Glimpsing the Future of the Cloud at Dreamforce 2012 (#DF12)

Dreamforce 12Dreamforce is a landmark event every year. It’s certainly the year’s most important cloud event – and, beyond that – it’s just a scene. The Red Hot Chili Peppers, after all, will kick off the conference’s opening day. A technology conference and one of the biggest names in music? Only at Dreamforce…

Growing Cloud Acceptance

Looking back, it’s been an incredible year for the cloud — and for Okta We’ve been growing like crazy and now help more than 100 companies (dozens of which are joint salesforce.com customers) at every stage of cloud adoption — from cloud-first IT shops to organizations using their first cloud applications that have a mix of on-premise and cloud applications.

Companies of all sizes and from nearly every industry have turned to Okta for help scaling and managing their cloud applications. One of our 100+ customers is the professional networking site LinkedIn.
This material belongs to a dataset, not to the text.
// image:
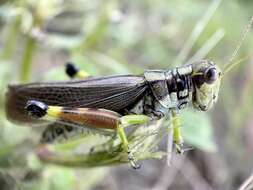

LinkedIn’s more than 2,000 employees scattered all over the globe support more than 135 million LinkedIn users worldwide. And the company relies on Okta to help manage and secure employee access to cloud applications (and link them to Active Directory), saving the company $87,000 annually in AD integration and providing $240,000 in productivity gains.

But we’re only a piece of a larger organism that’s showing its might. Big ticket acquisitions have validated this past year that SaaS is real and is solving critical business problems. SAP purchased SuccessFactors for an astounding $3.4B and, recently, Ariba for almost a billion more ($4.3B). Oracle, meanwhile, picked off RightNow ($1.4B) and Taleo ($1.9B). But it wasn’t all stalwarts buying their way into the cloud. Salesforce acquired Rypple and Stypi, and Workday’s growing rapidly as it prepares for a fall 2012 IPO.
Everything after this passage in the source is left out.